# Calling Clever Pc Whizzes



## bry1975 (Feb 6, 2004)

Hi there,

Well does this Lcd monitor seem good with the spec???

http://cgi.ebay.co.uk/New-Philips-190B5-19...1QQcmdZViewItem

Thanks

Bry


----------



## sssammm (Oct 7, 2003)

+VAT AND DELIVERY!

NOT THE BEST DEAL AROUND

SAM


----------



## bry1975 (Feb 6, 2004)

Lol I know, i've now seen a much better deal



sssammm said:


> +VAT AND DELIVERY!
> 
> NOT THE BEST DEAL AROUND
> 
> SAM


----------



## foztex (Nov 6, 2005)

Its a good price for that size monitor Bry. BUT if you are after watching video on it it has got a very slow response time (25ms) for video I would go for something below 8 ms.

You can certainly get new monitors with 4ms response for around 200 quid. Check out Pixmania for new stuff and Morgan computers 

for new and great deals on reconditioned and overstocked stuff.

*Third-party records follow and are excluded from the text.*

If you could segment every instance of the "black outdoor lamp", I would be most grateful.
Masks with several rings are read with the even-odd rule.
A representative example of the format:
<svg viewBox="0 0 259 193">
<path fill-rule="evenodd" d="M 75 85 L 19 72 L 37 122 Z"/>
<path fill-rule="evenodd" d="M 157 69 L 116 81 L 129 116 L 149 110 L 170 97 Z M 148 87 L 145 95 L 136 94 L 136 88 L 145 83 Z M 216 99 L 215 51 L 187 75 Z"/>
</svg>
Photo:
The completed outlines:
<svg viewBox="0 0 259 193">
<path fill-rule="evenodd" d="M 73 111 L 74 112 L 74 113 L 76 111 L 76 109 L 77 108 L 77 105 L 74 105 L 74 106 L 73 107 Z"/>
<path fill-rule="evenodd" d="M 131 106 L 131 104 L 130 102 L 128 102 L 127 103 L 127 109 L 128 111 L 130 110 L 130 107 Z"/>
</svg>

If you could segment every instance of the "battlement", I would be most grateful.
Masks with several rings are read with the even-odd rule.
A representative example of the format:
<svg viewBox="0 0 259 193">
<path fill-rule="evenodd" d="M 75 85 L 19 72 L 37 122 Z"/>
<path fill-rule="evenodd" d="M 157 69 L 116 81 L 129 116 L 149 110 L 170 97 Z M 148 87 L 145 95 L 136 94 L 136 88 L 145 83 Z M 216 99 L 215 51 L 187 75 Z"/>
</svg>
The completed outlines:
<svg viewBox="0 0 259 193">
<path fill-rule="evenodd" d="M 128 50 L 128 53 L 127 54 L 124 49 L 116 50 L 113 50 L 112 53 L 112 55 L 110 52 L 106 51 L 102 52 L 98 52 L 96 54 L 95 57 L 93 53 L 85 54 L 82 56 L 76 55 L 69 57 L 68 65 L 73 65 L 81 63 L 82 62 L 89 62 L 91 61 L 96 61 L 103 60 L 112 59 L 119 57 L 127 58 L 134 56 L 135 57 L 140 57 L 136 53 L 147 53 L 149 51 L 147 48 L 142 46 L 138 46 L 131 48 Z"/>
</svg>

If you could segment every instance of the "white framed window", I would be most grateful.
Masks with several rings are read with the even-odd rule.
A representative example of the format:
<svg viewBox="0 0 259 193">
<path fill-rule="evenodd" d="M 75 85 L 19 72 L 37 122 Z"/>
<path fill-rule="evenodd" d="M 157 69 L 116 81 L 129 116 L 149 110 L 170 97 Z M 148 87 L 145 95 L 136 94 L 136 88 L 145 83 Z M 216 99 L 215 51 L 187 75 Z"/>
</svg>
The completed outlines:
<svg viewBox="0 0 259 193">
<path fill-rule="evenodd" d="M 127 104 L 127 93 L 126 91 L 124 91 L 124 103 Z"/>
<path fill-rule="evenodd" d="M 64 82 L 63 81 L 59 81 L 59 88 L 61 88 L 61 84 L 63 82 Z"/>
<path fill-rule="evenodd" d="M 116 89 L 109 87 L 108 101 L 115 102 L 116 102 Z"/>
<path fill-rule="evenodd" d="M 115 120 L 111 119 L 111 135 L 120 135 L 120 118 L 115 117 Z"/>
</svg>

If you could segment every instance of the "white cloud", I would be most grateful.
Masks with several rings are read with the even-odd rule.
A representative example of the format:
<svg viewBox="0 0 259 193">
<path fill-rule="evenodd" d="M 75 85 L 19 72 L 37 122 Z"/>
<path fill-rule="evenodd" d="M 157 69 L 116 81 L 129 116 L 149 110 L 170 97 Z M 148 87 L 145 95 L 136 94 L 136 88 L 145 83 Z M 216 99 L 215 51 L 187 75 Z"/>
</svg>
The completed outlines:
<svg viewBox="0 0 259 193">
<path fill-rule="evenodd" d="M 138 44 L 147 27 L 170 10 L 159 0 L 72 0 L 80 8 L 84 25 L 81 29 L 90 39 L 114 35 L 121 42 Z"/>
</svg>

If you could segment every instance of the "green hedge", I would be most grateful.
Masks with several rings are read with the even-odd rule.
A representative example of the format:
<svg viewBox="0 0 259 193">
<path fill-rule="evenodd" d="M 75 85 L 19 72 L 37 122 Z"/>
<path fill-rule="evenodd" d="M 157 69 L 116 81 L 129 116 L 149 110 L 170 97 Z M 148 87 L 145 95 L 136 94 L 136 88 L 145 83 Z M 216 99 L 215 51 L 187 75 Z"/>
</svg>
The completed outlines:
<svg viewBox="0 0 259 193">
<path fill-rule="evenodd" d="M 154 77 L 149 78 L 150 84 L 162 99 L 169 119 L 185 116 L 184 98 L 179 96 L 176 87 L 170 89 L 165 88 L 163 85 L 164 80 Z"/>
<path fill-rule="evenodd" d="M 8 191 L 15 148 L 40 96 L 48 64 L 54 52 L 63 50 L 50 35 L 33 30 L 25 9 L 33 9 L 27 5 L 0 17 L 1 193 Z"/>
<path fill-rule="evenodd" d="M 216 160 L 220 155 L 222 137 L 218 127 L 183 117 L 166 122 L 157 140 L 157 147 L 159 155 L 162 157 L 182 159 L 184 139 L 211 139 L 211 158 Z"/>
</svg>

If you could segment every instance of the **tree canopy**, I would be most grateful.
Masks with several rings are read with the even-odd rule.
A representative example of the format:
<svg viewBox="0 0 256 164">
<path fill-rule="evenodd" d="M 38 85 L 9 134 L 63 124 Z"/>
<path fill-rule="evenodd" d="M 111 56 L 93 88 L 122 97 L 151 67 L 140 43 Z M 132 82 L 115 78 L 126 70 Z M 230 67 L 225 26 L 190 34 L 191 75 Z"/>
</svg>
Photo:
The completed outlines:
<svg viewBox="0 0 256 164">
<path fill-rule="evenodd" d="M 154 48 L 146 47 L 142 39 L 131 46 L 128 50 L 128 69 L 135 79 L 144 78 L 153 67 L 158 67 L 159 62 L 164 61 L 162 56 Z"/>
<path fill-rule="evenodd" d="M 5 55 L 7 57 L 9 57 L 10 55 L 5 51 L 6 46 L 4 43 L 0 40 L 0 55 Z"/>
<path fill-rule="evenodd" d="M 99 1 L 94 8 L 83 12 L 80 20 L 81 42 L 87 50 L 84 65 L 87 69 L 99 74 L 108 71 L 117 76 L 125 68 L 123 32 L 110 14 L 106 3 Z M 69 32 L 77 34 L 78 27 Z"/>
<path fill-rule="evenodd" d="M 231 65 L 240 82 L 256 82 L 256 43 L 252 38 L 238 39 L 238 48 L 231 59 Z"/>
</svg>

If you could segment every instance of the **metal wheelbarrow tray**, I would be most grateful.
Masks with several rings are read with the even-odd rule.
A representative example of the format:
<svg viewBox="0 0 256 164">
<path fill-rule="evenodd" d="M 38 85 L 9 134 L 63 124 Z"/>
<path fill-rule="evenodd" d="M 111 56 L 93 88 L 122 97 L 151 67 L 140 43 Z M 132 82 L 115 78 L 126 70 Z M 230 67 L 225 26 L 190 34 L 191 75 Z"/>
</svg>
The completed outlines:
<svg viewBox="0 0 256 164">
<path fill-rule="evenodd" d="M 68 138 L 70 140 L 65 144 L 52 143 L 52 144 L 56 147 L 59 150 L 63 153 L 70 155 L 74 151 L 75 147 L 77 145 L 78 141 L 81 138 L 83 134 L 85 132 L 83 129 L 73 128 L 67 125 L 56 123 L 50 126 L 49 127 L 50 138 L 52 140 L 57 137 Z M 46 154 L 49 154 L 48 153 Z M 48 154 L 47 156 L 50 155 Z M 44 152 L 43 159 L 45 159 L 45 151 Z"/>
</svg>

Another thing I noticed on your linked page is that there is a warning that VAT will be added, I am not sure but does this mean the bid price is ex VAT?

Foz


----------



## bry1975 (Feb 6, 2004)

Thanks Foz,

You sure need to know your stuff, saw a Sharp monitor they didn't advertise 30ms response time









Would've been slooooooooooooooooow



foztex said:


> Its a good price for that size monitor Bry. BUT if you are after watching video on it it has got a very slow response time (25ms) for video I would go for something below 8 ms.
> 
> You can certainly get new monitors with 4ms response for around 200 quid. Check out Pixmania for new stuff and Morgan computers
> 
> ...


----------